ストレスから発症するAGAや薄毛

AGA(男性型脱毛症と)は、円形脱毛症のように頭の一部分がハゲもしくは薄毛となってしまうのではなく、生え際や頭頂部といった広範囲の髪の毛が抜けたり薄毛となったりする脱毛症を指しています。

ただしAGAには、他の脱毛症に見られない特徴があるのです。

AGAの主な原因となる男性ホルモン

AGAの主な原因は「男性ホルモン」で、その中でもDHT(ジヒドロテストロン)と呼ばれる男性ホルモンがAGAを引き起こす直接の原因となっています。

これが、AGAと他の脱毛症が異なっている大きな点と言えるでしょう。

DHTは、男性ホルモンであるテストステロンが5αリクターゼと呼ばれる酵素と結びつくことで発生します。

5αリクターゼが発生する理由は、「加齢」と「ストレス」の2つです。

「加齢」に関しては、年齢が高くなることによってテストステロンが減ってしまうのを補うべく、体が5αリクターゼの働きを活発化させて、同じ男性ホルモンのDHTを生成するという仕組みとなっているのです。

この「年齢」に関しては、個人差もありますがある程度仕方がないとも言えるでしょう。

しかしストレスという原因は、年齢に関係なく薄毛を進行させてしまうのです。

ストレスで進行するAGA

ストレスでDHTが大量に発生してしまう背景には、日常生活が大きく関係してきます。

例えば強いストレスを感じながら日々を過ごしていると自律神経の働きが悪くなり、ホルモンバランスが乱れてしまうのです。

それが原因で全身の血行も悪くなると、当然のことですが頭皮の血行にも悪影響が出てきて頭皮が硬くなります。

頭皮には毛細血管が薄く広く張り巡らされているので、頭皮が血行不良に陥ると、本来は毛細血管を通して隅々まで行き渡るはずだった栄養が滞ってしまうのです。

すると体はその状態に反応して、男性ホルモンを生成することでバランスを取ろうとします。

具体的には5αリクターゼを発生させて男性ホルモンであるDHTを生成していくのです。

直接的にストレスとAGAが繋がっているわけではありませんが、ストレスを受け続けることで確実にテストステロンが5αリクターゼと結びつく環境ができあがってしまいます。

それが結果として、DHTを発生させる下地を整えることになってしまうのです。

しかしAGAの発症を押さえて薄毛を進行させないため自律神経を安定させるには、どういった対策を取っていけばよいのでしょうか?

食生活と睡眠の改善でAGAを予防できる

自律神経の働きを整えていくのに有効な手段を握っているのは、食生活と睡眠です。

実はこの2つに関してはどちらもすぐに変えることができますので、積極的な姿勢で生活改善に取り組んでいきましょう。

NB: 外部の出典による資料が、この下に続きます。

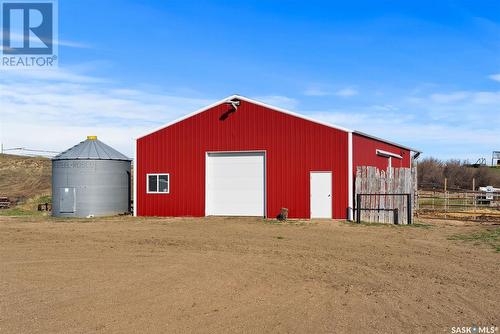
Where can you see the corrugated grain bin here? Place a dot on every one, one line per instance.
(90, 179)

食生活では、髪の毛の成長に必要なたんぱく質やミネラルの豊富な食材を多く食べるようにすることがお勧めです。

特に自律神経が乱れると体が冷えやすくなってイライラしがちになるため、鉄分やカルシウムを意識して摂取しするのが効果的でしょう。

脂肪の多い食事、特にジャンクフードを多く食べると、毛穴に脂肪が詰まりやすくなるので注意してください。

またある程度の睡眠時間を確保することももちろん大切ですが、「睡眠の質」にもこだわりましょう。

人間は睡眠中に最も多量の成長ホルモンを分泌します。

この成長ホルモンが分泌されると、体内にあるたんぱく質と結びついて髪の毛を作っていくという仕組みになっているのです。

つまり睡眠の質が悪いと上手く成長ホルモンが分泌されないまま、髪の毛があまり伸びない、または髪の毛そのものの質が悪くなるということが起こってしまいます。

良い睡眠を取ることで自律神経が安定し、ストレスを感じにくくなるのです。

AGAによって生え際や頭頂部などの薄毛が進行している方は、慌てて育毛剤や育毛シャンプーに手を出す前に自分自身の日常生活を見直してみてください。

またAGAの進行具合に不安を感じた方は、自己流で色々と試してみることも大切ですが、育毛クリニックなどで専門的な診断を受けることを考慮にいれてみるのもお勧めでしょう。